The story began when my mother gave birth to a moderately healthy baby. I was healthy, for about 6 weeks. After about 6 weeks into my infantile life, problems that affected my health started to arise. My breath was very unnatural, I would take very long breaths and only long breaths. I did not breath like a normal baby and the doctors became very worried about what was wrong with me. These breaths were a natural survival instinct to help regulate the internal problems within me that were not yet discovered. The breaths slowed my heart beat which led to my heart to not work  as hard as it should. My parents had a single child before I was born, he is two years older than I am, He was a perfectly healthy baby. He had a minor allergy problems, but this was nothing serious. With me, the problems that occurred took a very serious turn for the worse. I have to pay attention to my health and let my parents know because they do not have any other children with problems. If I let these problems pass by unnoticed it could lead to an emergency room stop and a close call. My parents had never dealt with a problem like this, and the internal problems I had were much bigger and more serious than the doctors had anticipated. My parents had scheduled me an appointment with a heart specialist, as this seemed to be the problem. I was put on medication to regulate my breathing. This particular medicine also caused me to have some unusual side effects, for almost 6 months as I was on this medicine I had frequent night terrors.  The medicine caused me to wake up and in the middle of the night and start screaming and frantically crying until I was woken up.


My parents became very worried and called multiple specialists asking questions trying to figure out what was wrong with me.


The medicine caused me to wake up and in the middle of the night and start screaming and frantically crying until I was woken up. I was taken to the hospital once these started to happen regularly. The medicine also increased my heartbeat to a point at which I would sweat at random moments. The doctors had figured that these could be being caused by the medication they had recently perscribed me. They had taken me off the medication for a short time and during this time the screaming in the middle of the night had stopped, so they figured it was probably best that I was taken off that medication. This medication was the reason that most of my very serious symptoms went unchecked, because I was not going into the hospital as often as I was before.
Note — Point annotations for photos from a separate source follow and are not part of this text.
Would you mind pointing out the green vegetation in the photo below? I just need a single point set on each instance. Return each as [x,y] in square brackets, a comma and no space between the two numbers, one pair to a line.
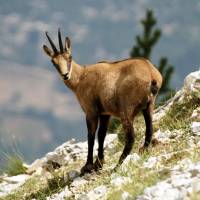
[144,46]
[13,165]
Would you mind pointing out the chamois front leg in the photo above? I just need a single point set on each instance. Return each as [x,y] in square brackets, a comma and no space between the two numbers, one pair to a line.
[129,139]
[92,123]
[147,113]
[103,126]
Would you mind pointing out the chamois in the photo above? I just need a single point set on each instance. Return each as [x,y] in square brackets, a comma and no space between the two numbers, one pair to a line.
[121,89]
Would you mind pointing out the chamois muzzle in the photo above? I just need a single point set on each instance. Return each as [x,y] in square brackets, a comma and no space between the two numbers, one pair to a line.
[65,76]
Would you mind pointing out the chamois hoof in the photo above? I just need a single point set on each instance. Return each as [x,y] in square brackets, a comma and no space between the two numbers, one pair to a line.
[143,149]
[98,164]
[87,169]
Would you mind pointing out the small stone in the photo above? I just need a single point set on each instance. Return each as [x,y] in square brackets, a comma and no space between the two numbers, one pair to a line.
[120,181]
[192,83]
[73,174]
[195,127]
[130,160]
[79,181]
[178,182]
[95,194]
[196,186]
[152,162]
[126,196]
[196,115]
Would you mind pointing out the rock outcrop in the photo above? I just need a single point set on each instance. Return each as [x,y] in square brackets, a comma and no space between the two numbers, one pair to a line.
[173,162]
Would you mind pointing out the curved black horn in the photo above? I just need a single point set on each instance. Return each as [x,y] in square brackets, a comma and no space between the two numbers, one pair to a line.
[51,42]
[60,41]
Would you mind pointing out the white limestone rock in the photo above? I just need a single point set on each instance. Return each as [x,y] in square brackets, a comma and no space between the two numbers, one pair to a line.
[98,193]
[9,184]
[65,194]
[196,115]
[79,181]
[130,160]
[195,127]
[120,180]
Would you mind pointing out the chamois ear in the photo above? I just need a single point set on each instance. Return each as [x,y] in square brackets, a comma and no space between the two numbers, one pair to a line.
[48,51]
[68,47]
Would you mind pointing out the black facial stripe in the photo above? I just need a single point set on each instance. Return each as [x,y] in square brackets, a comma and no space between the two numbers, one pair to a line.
[56,66]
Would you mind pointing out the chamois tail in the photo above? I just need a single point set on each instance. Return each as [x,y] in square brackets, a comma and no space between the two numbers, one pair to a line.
[154,87]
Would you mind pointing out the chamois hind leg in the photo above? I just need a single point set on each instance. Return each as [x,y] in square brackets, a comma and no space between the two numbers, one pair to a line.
[103,126]
[92,123]
[129,139]
[147,113]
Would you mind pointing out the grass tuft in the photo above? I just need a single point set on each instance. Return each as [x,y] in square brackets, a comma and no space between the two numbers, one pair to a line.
[13,165]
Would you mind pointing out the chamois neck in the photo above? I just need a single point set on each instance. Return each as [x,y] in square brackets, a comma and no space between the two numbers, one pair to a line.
[76,73]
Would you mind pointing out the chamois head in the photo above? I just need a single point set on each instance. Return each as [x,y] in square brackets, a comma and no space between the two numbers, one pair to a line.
[61,60]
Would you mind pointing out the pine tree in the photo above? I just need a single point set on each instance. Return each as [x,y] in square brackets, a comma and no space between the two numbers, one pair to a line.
[144,46]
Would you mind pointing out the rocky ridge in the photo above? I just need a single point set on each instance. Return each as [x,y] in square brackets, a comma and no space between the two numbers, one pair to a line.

They were not able to check up on my health as often as they used to so now I was facing very dangerous circumstances. After a while of more breathing problems, they had realized that one of the valves in my heart was closing more and more over time. I was required to have surgery on my heart and this was a very serious operation. I was in the hospital for 6 weeks after the surgery being monitored by the nurses. Most of my extended family had come by to see what was going on and I seemed to be performing normal body functions fine. The new heart valve the surgeons had placed into my body came from a fatal car accident. The valve also took a few days to be accepted into my body so I was under close observation in the hospital. The valve had came from a male that was much older than I was, so I was expected to grow into it. The lasting effects that this had had on me are very impactful and have caused me to make decisions based on what I can do not what I wanted to do.


When, I went to my annual heart visit at the end of 7th grade and the specialist told me;


“You can no longer play football, it’s just too dangerous.”


This affected me because it was not just any a problem, it was limiting me. The reason was that as kids got bigger they also hit harder. These harder hits could knock my valve out of place and end up causing vast internal bleeding which in turn could end my life. The other resentful news was that I could possibly outgrow my current valve and I may be forced to have another major surgery to replace this. I have lasting problems that stay with me to this day, I am more vulnerable to death caused by disease due to me having a foreign” part in my body that is also in a vital organ. I live my life carefully having to avoid situations that could cause harm. On the other hand I try to live my life In a positive manner, I spend much of my free time with family or friends because honestly, I don't know how much time I have left with them. I have changed the ways I act whenever I truly think about my situation. I choose to take off work to go up north with my family, or I choose to free up my schedule so I can do fun things with friends. I do this because spending time with my family and friends might be the last time I spend with my family and friends.